Over the past year, Defense Secretary Robert Gates has delivered a series of remarkable speeches echoing and advancing Rice’s themes. “In recent years, the lines separating war, peace, diplomacy and development have become more blurred and no longer fit the neat organizational charts of the 20th century,” he said in Washington in July.

Gates does not talk about spreading democracy, at least in the short run. He talks about using integrated federal agencies to help locals improve the quality and responsiveness of governments in trouble spots around the world.

He has developed a way of talking about security and foreign policy that is now the lingua franca in government and think-tank circles. It owes a lot to the lessons of counterinsurgency and uses phrases like “full spectrum operations” to describe multidisciplinary security and development campaigns.

Gates has told West Point cadets that more regime change is unlikely but that they may spend parts of their careers training soldiers in allied nations. He has called for more spending on the State Department, foreign aid and a revitalized U.S. Information Agency. He’s spawned a flow of think-tank reports on how to marry hard and soft pre-emption.

The Bush administration began to implement these ideas, but in small and symbolic ways. President Bush called for a civilian corps to do nation-building. National Security Presidential Directive 44 laid out a framework so different agencies could coordinate foreign reconstruction and stabilization. The Millennium Challenge Account program created a method for measuring effective governance.

Actual progress was slow, but the ideas developed during the second Bush term have taken hold.

Some theoreticians may still talk about Platonic concepts like realism and neoconservatism, but the actual foreign policy doctrine of the future will be hammered out in a bottom-up process as the U.S. and its allies use their varied tools to build government capacity in Afghanistan, Pakistan, Lebanon, the Philippines and beyond. Grand strategists may imagine a new global architecture built at high-level summits, but the real global architecture of the future will emerge organically from these day-to-day nation-building operations.
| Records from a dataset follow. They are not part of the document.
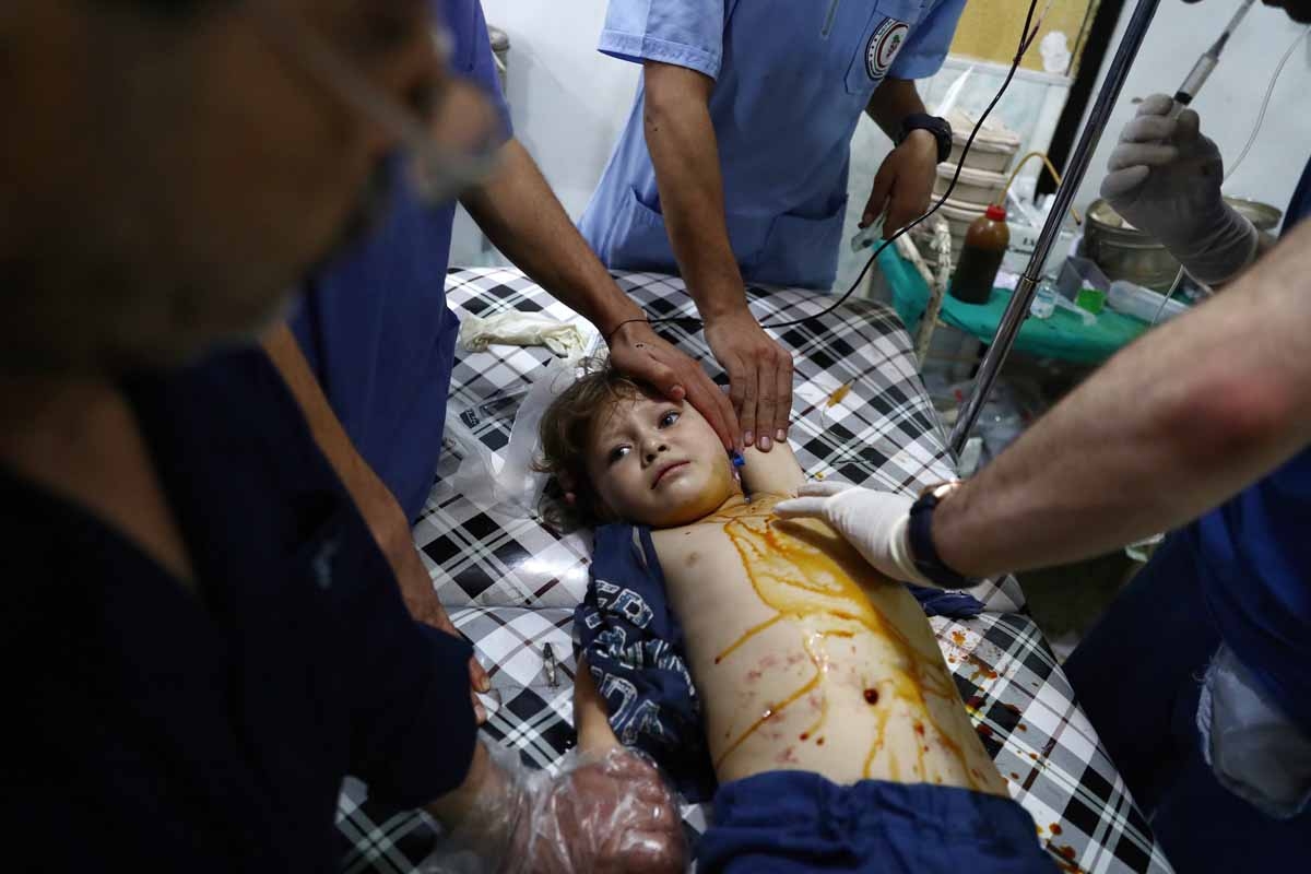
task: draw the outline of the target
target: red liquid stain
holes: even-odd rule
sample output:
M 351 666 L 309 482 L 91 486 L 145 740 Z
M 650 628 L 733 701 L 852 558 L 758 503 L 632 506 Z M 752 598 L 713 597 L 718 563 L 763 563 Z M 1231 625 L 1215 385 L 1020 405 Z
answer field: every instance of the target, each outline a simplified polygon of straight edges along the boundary
M 974 672 L 970 674 L 970 683 L 978 680 L 981 676 L 985 676 L 985 677 L 987 677 L 990 680 L 995 680 L 996 679 L 996 671 L 994 671 L 991 667 L 988 667 L 987 662 L 985 662 L 979 656 L 974 655 L 973 653 L 970 653 L 969 655 L 966 655 L 965 660 L 974 666 Z
M 780 752 L 777 756 L 773 757 L 773 760 L 780 765 L 794 765 L 798 761 L 797 753 L 792 750 L 792 747 L 788 747 L 787 750 Z
M 1067 874 L 1083 874 L 1083 869 L 1074 862 L 1074 848 L 1072 846 L 1057 846 L 1055 844 L 1047 844 L 1051 850 L 1061 856 L 1057 860 L 1057 866 L 1066 871 Z

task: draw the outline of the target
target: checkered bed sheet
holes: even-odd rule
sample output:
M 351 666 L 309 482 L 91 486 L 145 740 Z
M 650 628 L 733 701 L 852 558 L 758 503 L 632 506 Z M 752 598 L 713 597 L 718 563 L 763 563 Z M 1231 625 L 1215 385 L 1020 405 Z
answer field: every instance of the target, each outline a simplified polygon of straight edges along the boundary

During the campaign, Barack Obama embraced Gates’s language. During his press conference on Monday, he used all the right code words, speaking of integrating and rebalancing the nation’s foreign policy capacities. He nominated Hillary Clinton and James Jones, who have been champions of this approach, and retained Gates. Their cooperation on an integrated strategy might prevent some of the perennial feuding between the Pentagon, Foggy Bottom and the National Security Council.

As Stephen Flanagan of the Center for Strategic and International Studies notes, Obama’s challenge will be to actually implement the change. That would include increasing the size of the State Department, building a civilian corps that can do development in dangerous parts of the world, creating interagency nation-building institutions, helping local reformers build governing capacity in fragile places like Pakistan and the Palestinian territories and exporting American universities while importing more foreign students.

Given the events of the past years, the U.S. is not about to begin another explicit crusade to spread democracy. But decent, effective and responsive government would be a start.

Obama and his team didn’t invent this approach. But if they can put it into action, that would be continuity we can believe in.